Q.: What is an international judge?

A.: International judges serve on courts and tribunals established by global or regional bodies to address issues of justice that cross national borders. An international judge serves on a body whose jurisdiction includes more than one sovereign nation, or on a body established by an international organization to deliver justice in a country where the legal structure is deemed insufficient to address a severe situation, such as the aftermath of ethnic cleansing or genocide.

Q.: How are international judges selected?

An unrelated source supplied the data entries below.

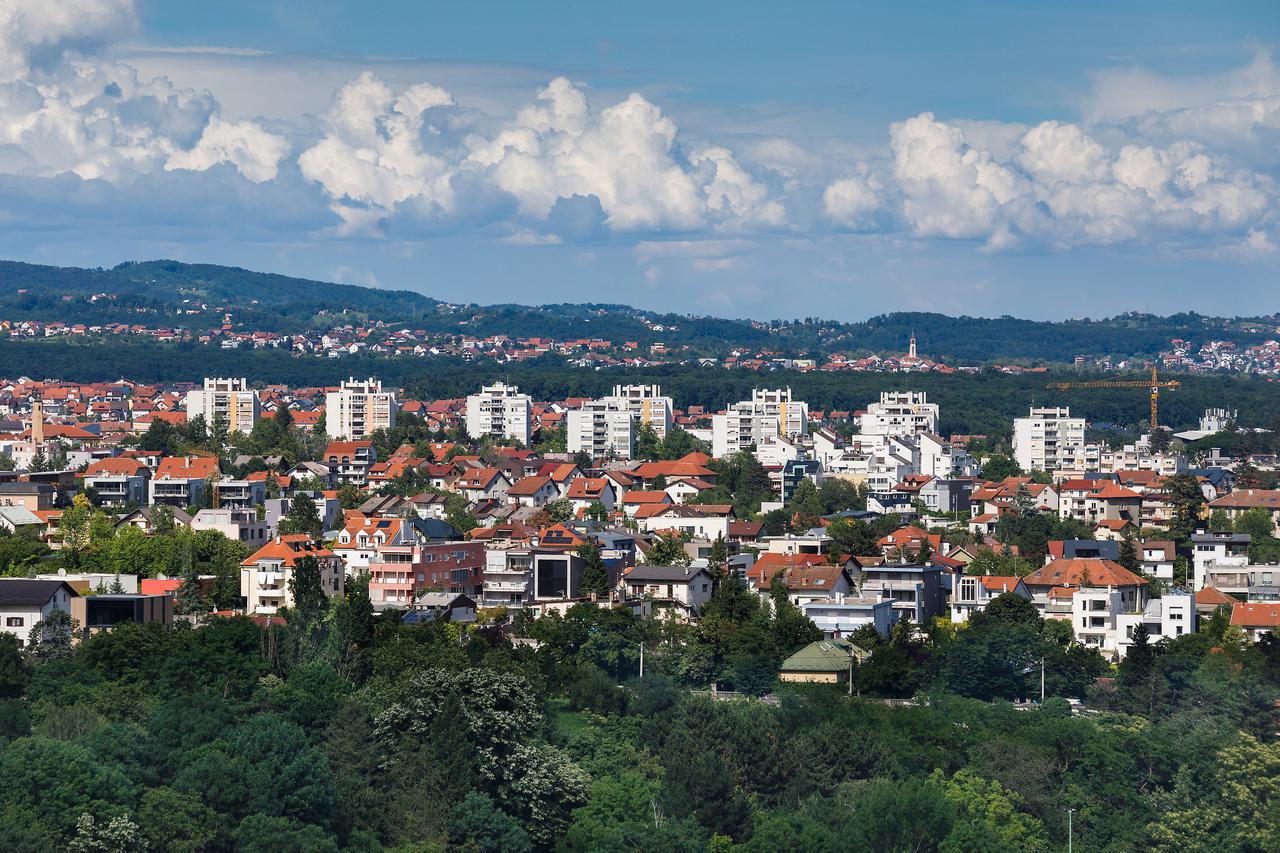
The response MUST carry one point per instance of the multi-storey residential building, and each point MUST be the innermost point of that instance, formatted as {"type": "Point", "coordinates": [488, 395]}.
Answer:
{"type": "Point", "coordinates": [1091, 593]}
{"type": "Point", "coordinates": [237, 525]}
{"type": "Point", "coordinates": [508, 576]}
{"type": "Point", "coordinates": [1240, 501]}
{"type": "Point", "coordinates": [265, 575]}
{"type": "Point", "coordinates": [24, 602]}
{"type": "Point", "coordinates": [915, 591]}
{"type": "Point", "coordinates": [499, 410]}
{"type": "Point", "coordinates": [974, 592]}
{"type": "Point", "coordinates": [900, 413]}
{"type": "Point", "coordinates": [1141, 457]}
{"type": "Point", "coordinates": [229, 400]}
{"type": "Point", "coordinates": [118, 480]}
{"type": "Point", "coordinates": [182, 480]}
{"type": "Point", "coordinates": [350, 461]}
{"type": "Point", "coordinates": [359, 407]}
{"type": "Point", "coordinates": [402, 571]}
{"type": "Point", "coordinates": [1046, 438]}
{"type": "Point", "coordinates": [1220, 560]}
{"type": "Point", "coordinates": [769, 413]}
{"type": "Point", "coordinates": [1098, 501]}
{"type": "Point", "coordinates": [240, 493]}
{"type": "Point", "coordinates": [645, 404]}
{"type": "Point", "coordinates": [1166, 617]}
{"type": "Point", "coordinates": [600, 429]}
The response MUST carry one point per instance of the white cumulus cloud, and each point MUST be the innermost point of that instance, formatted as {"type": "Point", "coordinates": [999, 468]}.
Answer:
{"type": "Point", "coordinates": [64, 109]}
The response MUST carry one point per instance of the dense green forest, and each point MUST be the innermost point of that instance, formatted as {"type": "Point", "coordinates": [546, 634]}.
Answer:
{"type": "Point", "coordinates": [151, 292]}
{"type": "Point", "coordinates": [983, 402]}
{"type": "Point", "coordinates": [344, 730]}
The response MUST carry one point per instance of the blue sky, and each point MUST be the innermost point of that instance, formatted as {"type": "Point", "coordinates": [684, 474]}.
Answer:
{"type": "Point", "coordinates": [741, 159]}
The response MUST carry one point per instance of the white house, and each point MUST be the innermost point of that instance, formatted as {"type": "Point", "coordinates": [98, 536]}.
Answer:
{"type": "Point", "coordinates": [685, 588]}
{"type": "Point", "coordinates": [23, 602]}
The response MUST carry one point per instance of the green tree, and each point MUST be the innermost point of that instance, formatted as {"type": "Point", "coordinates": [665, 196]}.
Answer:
{"type": "Point", "coordinates": [1188, 505]}
{"type": "Point", "coordinates": [302, 516]}
{"type": "Point", "coordinates": [717, 559]}
{"type": "Point", "coordinates": [306, 587]}
{"type": "Point", "coordinates": [14, 671]}
{"type": "Point", "coordinates": [667, 550]}
{"type": "Point", "coordinates": [476, 824]}
{"type": "Point", "coordinates": [51, 637]}
{"type": "Point", "coordinates": [118, 835]}
{"type": "Point", "coordinates": [1137, 679]}
{"type": "Point", "coordinates": [176, 822]}
{"type": "Point", "coordinates": [1129, 555]}
{"type": "Point", "coordinates": [999, 468]}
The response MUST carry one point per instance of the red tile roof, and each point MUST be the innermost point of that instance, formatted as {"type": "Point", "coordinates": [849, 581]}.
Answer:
{"type": "Point", "coordinates": [1256, 614]}
{"type": "Point", "coordinates": [1073, 573]}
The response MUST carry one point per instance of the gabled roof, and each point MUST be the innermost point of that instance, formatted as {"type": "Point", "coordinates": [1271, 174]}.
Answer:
{"type": "Point", "coordinates": [114, 466]}
{"type": "Point", "coordinates": [22, 592]}
{"type": "Point", "coordinates": [529, 486]}
{"type": "Point", "coordinates": [1214, 597]}
{"type": "Point", "coordinates": [288, 550]}
{"type": "Point", "coordinates": [588, 488]}
{"type": "Point", "coordinates": [347, 448]}
{"type": "Point", "coordinates": [187, 468]}
{"type": "Point", "coordinates": [771, 562]}
{"type": "Point", "coordinates": [1074, 573]}
{"type": "Point", "coordinates": [1000, 583]}
{"type": "Point", "coordinates": [823, 656]}
{"type": "Point", "coordinates": [1248, 498]}
{"type": "Point", "coordinates": [1256, 614]}
{"type": "Point", "coordinates": [640, 496]}
{"type": "Point", "coordinates": [560, 537]}
{"type": "Point", "coordinates": [664, 574]}
{"type": "Point", "coordinates": [479, 478]}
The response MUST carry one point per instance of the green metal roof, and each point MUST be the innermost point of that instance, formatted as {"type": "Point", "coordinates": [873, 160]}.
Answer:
{"type": "Point", "coordinates": [823, 656]}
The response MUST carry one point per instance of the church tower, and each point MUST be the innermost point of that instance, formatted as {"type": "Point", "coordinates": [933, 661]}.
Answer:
{"type": "Point", "coordinates": [37, 423]}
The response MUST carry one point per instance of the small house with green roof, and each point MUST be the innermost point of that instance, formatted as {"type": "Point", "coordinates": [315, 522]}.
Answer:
{"type": "Point", "coordinates": [824, 662]}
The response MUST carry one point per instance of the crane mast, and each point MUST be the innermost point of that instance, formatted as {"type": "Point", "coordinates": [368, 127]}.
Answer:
{"type": "Point", "coordinates": [1153, 387]}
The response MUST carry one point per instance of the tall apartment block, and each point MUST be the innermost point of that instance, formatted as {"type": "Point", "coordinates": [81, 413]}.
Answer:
{"type": "Point", "coordinates": [228, 398]}
{"type": "Point", "coordinates": [499, 410]}
{"type": "Point", "coordinates": [359, 407]}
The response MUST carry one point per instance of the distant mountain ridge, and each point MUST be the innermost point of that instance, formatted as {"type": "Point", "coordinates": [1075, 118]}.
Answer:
{"type": "Point", "coordinates": [197, 296]}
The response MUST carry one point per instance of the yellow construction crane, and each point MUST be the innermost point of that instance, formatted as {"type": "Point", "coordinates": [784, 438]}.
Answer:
{"type": "Point", "coordinates": [1155, 386]}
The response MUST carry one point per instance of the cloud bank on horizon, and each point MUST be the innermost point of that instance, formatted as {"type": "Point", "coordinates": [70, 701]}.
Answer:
{"type": "Point", "coordinates": [86, 138]}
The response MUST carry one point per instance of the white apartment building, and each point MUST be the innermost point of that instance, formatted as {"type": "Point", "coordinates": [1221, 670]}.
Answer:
{"type": "Point", "coordinates": [1047, 438]}
{"type": "Point", "coordinates": [647, 404]}
{"type": "Point", "coordinates": [499, 410]}
{"type": "Point", "coordinates": [900, 413]}
{"type": "Point", "coordinates": [508, 574]}
{"type": "Point", "coordinates": [600, 429]}
{"type": "Point", "coordinates": [769, 413]}
{"type": "Point", "coordinates": [1166, 617]}
{"type": "Point", "coordinates": [1141, 457]}
{"type": "Point", "coordinates": [228, 398]}
{"type": "Point", "coordinates": [359, 407]}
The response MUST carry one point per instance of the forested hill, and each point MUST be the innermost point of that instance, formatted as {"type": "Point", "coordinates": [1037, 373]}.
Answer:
{"type": "Point", "coordinates": [199, 296]}
{"type": "Point", "coordinates": [195, 296]}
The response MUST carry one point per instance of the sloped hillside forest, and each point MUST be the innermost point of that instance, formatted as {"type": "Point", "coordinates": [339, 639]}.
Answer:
{"type": "Point", "coordinates": [342, 730]}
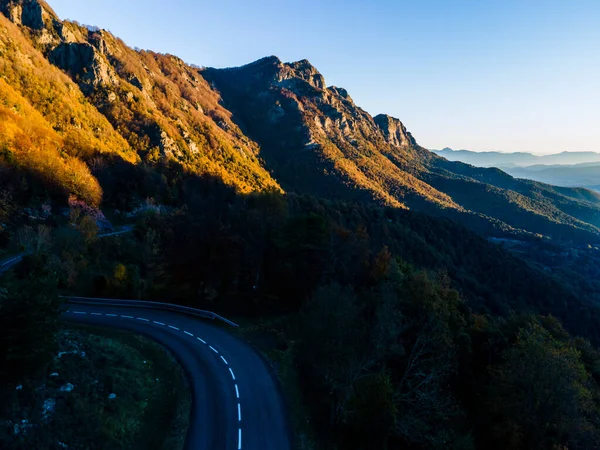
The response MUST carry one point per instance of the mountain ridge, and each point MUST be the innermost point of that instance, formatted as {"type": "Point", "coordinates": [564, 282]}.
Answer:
{"type": "Point", "coordinates": [273, 125]}
{"type": "Point", "coordinates": [514, 159]}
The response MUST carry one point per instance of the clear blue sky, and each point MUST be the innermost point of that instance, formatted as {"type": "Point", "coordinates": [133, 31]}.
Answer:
{"type": "Point", "coordinates": [506, 75]}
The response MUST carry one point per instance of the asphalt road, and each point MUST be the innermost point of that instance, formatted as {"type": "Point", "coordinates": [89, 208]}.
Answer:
{"type": "Point", "coordinates": [236, 400]}
{"type": "Point", "coordinates": [10, 262]}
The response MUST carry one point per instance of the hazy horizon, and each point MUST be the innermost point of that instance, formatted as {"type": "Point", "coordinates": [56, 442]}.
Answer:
{"type": "Point", "coordinates": [500, 76]}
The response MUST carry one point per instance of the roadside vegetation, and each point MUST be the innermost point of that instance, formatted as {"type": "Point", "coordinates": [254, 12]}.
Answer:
{"type": "Point", "coordinates": [67, 386]}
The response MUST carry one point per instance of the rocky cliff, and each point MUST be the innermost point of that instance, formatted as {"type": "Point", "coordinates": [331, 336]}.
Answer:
{"type": "Point", "coordinates": [269, 124]}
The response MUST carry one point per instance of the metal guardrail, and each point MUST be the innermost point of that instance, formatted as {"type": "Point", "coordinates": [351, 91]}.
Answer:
{"type": "Point", "coordinates": [146, 304]}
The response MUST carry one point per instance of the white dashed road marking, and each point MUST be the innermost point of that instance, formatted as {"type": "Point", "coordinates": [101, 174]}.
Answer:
{"type": "Point", "coordinates": [237, 391]}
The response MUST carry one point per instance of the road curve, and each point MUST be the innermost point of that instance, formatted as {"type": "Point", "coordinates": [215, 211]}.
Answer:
{"type": "Point", "coordinates": [236, 400]}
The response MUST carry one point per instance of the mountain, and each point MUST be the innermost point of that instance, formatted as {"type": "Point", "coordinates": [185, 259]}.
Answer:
{"type": "Point", "coordinates": [518, 159]}
{"type": "Point", "coordinates": [138, 124]}
{"type": "Point", "coordinates": [582, 175]}
{"type": "Point", "coordinates": [315, 139]}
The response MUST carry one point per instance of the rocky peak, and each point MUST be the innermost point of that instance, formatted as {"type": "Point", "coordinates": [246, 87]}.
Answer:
{"type": "Point", "coordinates": [30, 13]}
{"type": "Point", "coordinates": [307, 72]}
{"type": "Point", "coordinates": [85, 63]}
{"type": "Point", "coordinates": [394, 131]}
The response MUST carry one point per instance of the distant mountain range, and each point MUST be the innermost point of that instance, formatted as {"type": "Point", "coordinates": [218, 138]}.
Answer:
{"type": "Point", "coordinates": [570, 169]}
{"type": "Point", "coordinates": [84, 115]}
{"type": "Point", "coordinates": [518, 159]}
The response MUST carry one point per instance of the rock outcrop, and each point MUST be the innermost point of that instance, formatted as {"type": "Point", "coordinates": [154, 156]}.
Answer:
{"type": "Point", "coordinates": [85, 63]}
{"type": "Point", "coordinates": [394, 131]}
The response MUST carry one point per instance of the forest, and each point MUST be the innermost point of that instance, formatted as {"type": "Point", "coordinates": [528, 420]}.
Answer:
{"type": "Point", "coordinates": [361, 260]}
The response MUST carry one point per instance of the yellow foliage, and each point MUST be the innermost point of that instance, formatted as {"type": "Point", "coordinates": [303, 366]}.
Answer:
{"type": "Point", "coordinates": [35, 147]}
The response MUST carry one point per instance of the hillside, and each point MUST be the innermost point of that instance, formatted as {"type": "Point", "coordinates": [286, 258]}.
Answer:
{"type": "Point", "coordinates": [582, 175]}
{"type": "Point", "coordinates": [257, 127]}
{"type": "Point", "coordinates": [315, 139]}
{"type": "Point", "coordinates": [139, 121]}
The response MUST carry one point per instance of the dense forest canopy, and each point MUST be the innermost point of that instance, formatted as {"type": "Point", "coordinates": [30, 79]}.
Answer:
{"type": "Point", "coordinates": [420, 303]}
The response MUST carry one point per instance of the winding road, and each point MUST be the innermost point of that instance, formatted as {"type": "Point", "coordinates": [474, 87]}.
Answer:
{"type": "Point", "coordinates": [237, 402]}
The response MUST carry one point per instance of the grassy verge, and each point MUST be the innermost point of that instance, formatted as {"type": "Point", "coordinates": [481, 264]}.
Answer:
{"type": "Point", "coordinates": [106, 389]}
{"type": "Point", "coordinates": [268, 338]}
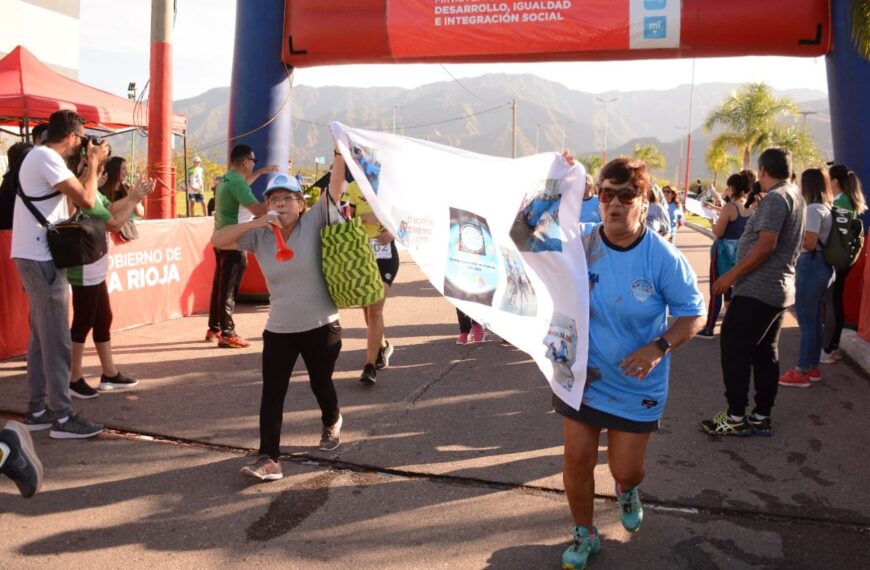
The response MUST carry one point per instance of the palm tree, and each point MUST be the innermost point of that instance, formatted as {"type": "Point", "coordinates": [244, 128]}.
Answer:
{"type": "Point", "coordinates": [651, 156]}
{"type": "Point", "coordinates": [861, 26]}
{"type": "Point", "coordinates": [749, 118]}
{"type": "Point", "coordinates": [720, 161]}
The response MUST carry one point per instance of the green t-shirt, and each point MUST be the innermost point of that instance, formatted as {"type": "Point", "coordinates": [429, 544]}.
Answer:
{"type": "Point", "coordinates": [361, 206]}
{"type": "Point", "coordinates": [93, 273]}
{"type": "Point", "coordinates": [231, 194]}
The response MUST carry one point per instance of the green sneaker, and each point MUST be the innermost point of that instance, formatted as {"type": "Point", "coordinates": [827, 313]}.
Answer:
{"type": "Point", "coordinates": [576, 556]}
{"type": "Point", "coordinates": [631, 509]}
{"type": "Point", "coordinates": [722, 424]}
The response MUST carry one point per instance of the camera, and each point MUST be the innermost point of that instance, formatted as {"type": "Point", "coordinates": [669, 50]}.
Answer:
{"type": "Point", "coordinates": [92, 140]}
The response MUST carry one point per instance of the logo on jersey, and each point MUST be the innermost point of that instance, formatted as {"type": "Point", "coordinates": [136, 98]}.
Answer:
{"type": "Point", "coordinates": [642, 290]}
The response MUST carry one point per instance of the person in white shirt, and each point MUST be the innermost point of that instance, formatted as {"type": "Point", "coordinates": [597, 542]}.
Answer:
{"type": "Point", "coordinates": [50, 186]}
{"type": "Point", "coordinates": [196, 187]}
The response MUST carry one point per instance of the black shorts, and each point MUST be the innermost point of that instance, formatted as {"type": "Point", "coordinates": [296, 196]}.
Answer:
{"type": "Point", "coordinates": [594, 417]}
{"type": "Point", "coordinates": [389, 267]}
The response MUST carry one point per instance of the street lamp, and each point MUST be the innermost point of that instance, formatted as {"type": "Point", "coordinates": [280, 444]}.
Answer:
{"type": "Point", "coordinates": [607, 103]}
{"type": "Point", "coordinates": [131, 95]}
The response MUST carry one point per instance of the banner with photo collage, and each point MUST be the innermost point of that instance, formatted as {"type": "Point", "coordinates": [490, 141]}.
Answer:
{"type": "Point", "coordinates": [499, 238]}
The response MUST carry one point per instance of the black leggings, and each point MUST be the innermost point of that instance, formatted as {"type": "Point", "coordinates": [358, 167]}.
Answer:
{"type": "Point", "coordinates": [91, 310]}
{"type": "Point", "coordinates": [319, 349]}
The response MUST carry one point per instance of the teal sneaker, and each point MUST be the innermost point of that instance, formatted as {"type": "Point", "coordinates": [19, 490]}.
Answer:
{"type": "Point", "coordinates": [631, 507]}
{"type": "Point", "coordinates": [576, 556]}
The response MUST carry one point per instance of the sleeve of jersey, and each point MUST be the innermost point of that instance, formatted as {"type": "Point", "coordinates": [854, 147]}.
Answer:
{"type": "Point", "coordinates": [56, 171]}
{"type": "Point", "coordinates": [680, 286]}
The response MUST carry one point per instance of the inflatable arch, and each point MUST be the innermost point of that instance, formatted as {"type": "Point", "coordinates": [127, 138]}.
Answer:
{"type": "Point", "coordinates": [284, 34]}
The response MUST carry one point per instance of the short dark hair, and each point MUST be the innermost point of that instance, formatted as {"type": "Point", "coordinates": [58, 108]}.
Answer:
{"type": "Point", "coordinates": [38, 132]}
{"type": "Point", "coordinates": [240, 152]}
{"type": "Point", "coordinates": [63, 123]}
{"type": "Point", "coordinates": [622, 170]}
{"type": "Point", "coordinates": [776, 161]}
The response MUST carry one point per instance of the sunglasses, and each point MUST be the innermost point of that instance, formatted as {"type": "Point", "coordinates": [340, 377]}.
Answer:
{"type": "Point", "coordinates": [626, 195]}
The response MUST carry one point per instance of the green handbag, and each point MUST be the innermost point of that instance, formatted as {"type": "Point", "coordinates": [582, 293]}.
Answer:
{"type": "Point", "coordinates": [349, 265]}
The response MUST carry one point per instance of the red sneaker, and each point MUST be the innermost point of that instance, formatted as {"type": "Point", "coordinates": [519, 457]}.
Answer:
{"type": "Point", "coordinates": [233, 342]}
{"type": "Point", "coordinates": [795, 378]}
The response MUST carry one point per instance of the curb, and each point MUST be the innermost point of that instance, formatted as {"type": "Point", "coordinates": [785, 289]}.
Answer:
{"type": "Point", "coordinates": [857, 348]}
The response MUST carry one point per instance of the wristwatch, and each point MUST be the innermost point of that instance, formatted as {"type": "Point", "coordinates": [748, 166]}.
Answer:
{"type": "Point", "coordinates": [663, 344]}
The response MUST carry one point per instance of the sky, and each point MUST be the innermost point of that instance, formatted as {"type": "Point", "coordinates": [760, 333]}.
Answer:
{"type": "Point", "coordinates": [115, 38]}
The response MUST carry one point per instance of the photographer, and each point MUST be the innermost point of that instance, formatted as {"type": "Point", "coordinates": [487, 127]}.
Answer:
{"type": "Point", "coordinates": [50, 185]}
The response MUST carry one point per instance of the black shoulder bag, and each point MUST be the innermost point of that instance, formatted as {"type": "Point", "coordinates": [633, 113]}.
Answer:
{"type": "Point", "coordinates": [80, 240]}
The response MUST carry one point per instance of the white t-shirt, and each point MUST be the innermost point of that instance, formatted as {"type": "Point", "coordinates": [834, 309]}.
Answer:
{"type": "Point", "coordinates": [195, 180]}
{"type": "Point", "coordinates": [41, 170]}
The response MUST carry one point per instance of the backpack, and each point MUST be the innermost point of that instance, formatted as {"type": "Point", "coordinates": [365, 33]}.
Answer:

A.: The route to an international judicial appointment invariably starts with being chosen by one’s own government as the national nominee. The nomination process is often shrouded in mystery, since information about the decision-making has traditionally been restricted to governing elites (politicians, senior civil servants, and, very occasionally, members of the bench and bar and academia). Although the basic legal instruments of international courts provide for certain minimal requirements that judges should meet, it is not always clear how governments assess candidates. If the court in question is composed of fewer judges than the number of nominating states, an election will decide who is chosen; otherwise the national pick will be just appointed, sometimes after some level of institutional vetting.

Q: Under what guidelines do international judges operate? 

A: Only a few international courts have adopted formal standards of conduct and ethics for their judges. However, various standards of judicial ethics have been outlined by other parties. Examples are the Bangalore Draft Code of Judicial Conduct (for judges generally)  and the Burgh House Principles (for international judges specifically). The International Center for Ethics, Justice, and Public Life provides information on “Ethics and the International Judiciary,” including links to these principles as well as to the codes of the International Criminal Court, the Caribbean Court of Justice, and the European Court of Human Rights, here.

Q.: Why are international judges important?

A.: International judges have convicted and sentenced the perpetrators of some of the most horrific and extensive crimes of our time. They preside over regional and global institutions that enforce rules on international trade and commerce and that persuade and sometimes compel national governments to change their own laws to comply with transnational norms. The work of international judges has provided a forum for small countries to confront larger ones and for individuals to confront governments. International courts adjudicate issues of human rights, unfair trade practices, and (to some extent) the global environment, offering the possibility of correctives to unfettered growth.